We at Inform believe that data tells a story, across all industries, and every week we round up the most interesting ones. This week: catching lies, fighting the flu, and what the Chinese are buying.
How do you catch a liar? Humans are bad at it, say researchers at the University of Michigan, and perform only slightly better than a coin-flip. That’s why the team is using real-world data to build a better way.
The researchers’ lie-detecting software is based on data from a set of 120 video clips from “high-stakes court cases,” half of which had been deemed to be deceptive. To obtain the data, the audio was transcribed and the frequency and types of words were analyzed, as well as the number and types of gestures.
The software was found to be up to 75 percent accurate in identifying who was lying while humans were right only a little more than half the time. The software also discovered several “tells.” For example, liars were more likely to scowl or grimace; look directly at the questioner (perhaps as a way of overcompensating); gesture with both hands; and use speech fillers such as “um.”
Flu season can be deadly. In Switzerland, the flu virus results in as many as 5,000 hospitalizations and 1,500 deaths every year. So Swiss researchers, along with those from Germany and the U.S., are looking for a way to decrease those numbers.
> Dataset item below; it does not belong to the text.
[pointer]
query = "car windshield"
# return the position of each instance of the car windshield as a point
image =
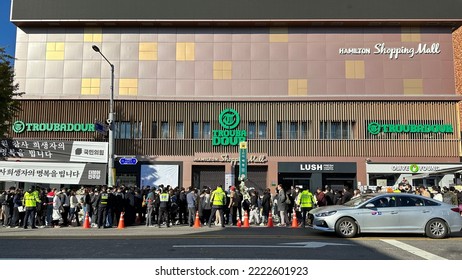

After analyzing datasets from publications on the host molecules that flu viruses rely upon to replicate, the team “discovered 20 previously unknown host molecules that promote the growth of influenza A viruses.”
One of those host molecules is known as UBR4, which can help a flu virus replicate as many as 20,000 new viruses. The scientists discovered that blocking UBR4 prevents that virus replication and therefore “is feasible as a therapeutic strategy for the treatment of influenza.”
While animal cruelty cases were previously placed in a general category in FBI’s National Incident Based Reporting System, starting in January they will be placed in their own specific categories, including neglect and intentional abuse, and will be classified as “crimes against society.”
Such a change is important not only to prevent cruelty to animals, but to predict escalating acts of violence. Previous research has found links between animal cruelty, domestic violence, and other criminal acts. Most recently, this pattern was found in the case of Robert Lewis Dear, alleged shooter at a Colorado Springs Planned Parenthood clinic, who has been accused of both animal cruelty and domestic violence in the past.
Beijing recently issued its first red alert for pollution, and IBM is trying to use big data to remedy the problem very unhealthy air in China’s capital and other cities.
Using machine learning, data scientists will analyze the quality and accuracy of previous weather forecasts, and build improved forecasting models from there. In the past, when a city knew the source and amount of pollution in the air, the more likely it was to take action, resulting in lowered pollution levels and improved public health.
Ideally, as a result of such number crunching and analyses, cities like Beijing will have issued their first and last red alert.
E-commerce behemoth Alibaba recently released its latest big data report on consumer habits.
Analyzing data based on the behavior of 300 million shoppers from 2011 to this past September, Alibaba came away with a several findings. For instance, they found that consumers were buying healthier, investing much more in purchases such as organic foods, healthcare products, and sports equipment.
They also found that those born in 1980s and ‘90s were the biggest shoppers, and, most surprisingly, that people shop much more during the Magpie Festival, or Qi Xi, a sort of Chinese version of Valentine’s Day that falls in August, than on Western Valentine’s Day, showing perhaps that “young Chinese people have started to value their own tradition.”